Here's something which is cause for optimism: Sadiq Khan has appointed a deputy mayor, Joanne McCartney, to lead on education - including early education and childcare. At the 2017 Mayor's Education Conference last week, in a gloriously sunny City Hall, Khan also clearly stated his commitment to high quality early education, and better availability of childcare.
|The view from London's City Hall|
In the Manor Park hub, which is where I am based, schools, settings from the private and voluntary sector, and childminders have been working hard, together, to improve quality and to make the whole system easier to access for parents.
We have a way to go yet, but the impact of the last few years of work has been impressive and a tribute to the joint efforts we have made and our determination to keep doing better.
In Manor Park all the early years group provision - whether in schools, or in private or independent settings - is graded Good or Outstanding by Ofsted.
Childminder quality has improved significantly and is close to the average for England.
Over 75% of children eligible for a free place at the age of two are now accessing that place.
Outcomes by the end of the Early Years Foundation Stage in Manor Park are ahead of the national average, too.

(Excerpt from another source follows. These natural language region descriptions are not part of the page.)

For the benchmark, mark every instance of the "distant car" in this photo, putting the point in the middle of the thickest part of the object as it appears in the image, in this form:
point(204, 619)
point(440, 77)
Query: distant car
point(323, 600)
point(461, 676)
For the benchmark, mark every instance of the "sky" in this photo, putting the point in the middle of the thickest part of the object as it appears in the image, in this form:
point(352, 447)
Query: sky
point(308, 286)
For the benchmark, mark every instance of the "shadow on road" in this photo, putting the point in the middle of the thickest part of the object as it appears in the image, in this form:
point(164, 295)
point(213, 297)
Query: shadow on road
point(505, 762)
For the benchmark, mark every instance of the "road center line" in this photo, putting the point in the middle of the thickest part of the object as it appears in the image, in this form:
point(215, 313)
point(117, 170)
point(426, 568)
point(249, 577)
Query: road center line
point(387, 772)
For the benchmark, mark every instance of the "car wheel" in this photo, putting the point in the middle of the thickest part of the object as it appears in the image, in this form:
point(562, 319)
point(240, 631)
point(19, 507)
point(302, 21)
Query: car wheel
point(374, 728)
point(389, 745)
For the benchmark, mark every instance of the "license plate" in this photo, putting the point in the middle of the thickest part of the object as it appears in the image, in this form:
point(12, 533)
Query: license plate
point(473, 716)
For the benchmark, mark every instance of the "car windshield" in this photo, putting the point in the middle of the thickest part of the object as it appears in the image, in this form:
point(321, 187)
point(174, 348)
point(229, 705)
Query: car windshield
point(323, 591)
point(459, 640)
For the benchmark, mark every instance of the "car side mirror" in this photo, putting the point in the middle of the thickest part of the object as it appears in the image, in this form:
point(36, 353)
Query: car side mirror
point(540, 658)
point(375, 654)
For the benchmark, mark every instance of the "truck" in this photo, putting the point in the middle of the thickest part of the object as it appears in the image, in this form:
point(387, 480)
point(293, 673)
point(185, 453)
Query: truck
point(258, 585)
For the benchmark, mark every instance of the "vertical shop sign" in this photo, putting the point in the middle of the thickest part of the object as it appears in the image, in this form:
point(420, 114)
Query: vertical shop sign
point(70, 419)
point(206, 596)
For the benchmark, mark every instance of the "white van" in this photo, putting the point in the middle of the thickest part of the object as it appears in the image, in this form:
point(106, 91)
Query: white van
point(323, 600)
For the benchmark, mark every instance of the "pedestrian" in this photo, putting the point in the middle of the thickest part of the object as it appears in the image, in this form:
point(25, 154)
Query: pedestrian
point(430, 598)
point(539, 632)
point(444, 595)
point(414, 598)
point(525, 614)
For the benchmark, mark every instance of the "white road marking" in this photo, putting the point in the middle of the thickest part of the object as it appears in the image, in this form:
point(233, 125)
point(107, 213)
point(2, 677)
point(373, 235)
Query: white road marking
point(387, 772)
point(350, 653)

In summer 2016:
- 69.3% of children nationally achieved a Good Level of Development (PDF);
- 72% of children in Manor Park achieved a Good Level Of Development
But it does mean we have made some progress towards our big goal: working with parents to give children in a disadvantaged part of East London the best possible chance to develop as happy, curious and eager learners, pupils, students and citizens in a great world city.
So, what could the GLA hope to achieve by developing a new early years hubs programme across London?
At the Mayor's Education Conference, I argued that the current Early Years system suffers from disconnection, especially if your family is not well off. Whilst it seems unarguable to me that more must be done to reduce the shocking number of children living in poverty across London, improvements in public services can also make an important difference to children's life chances.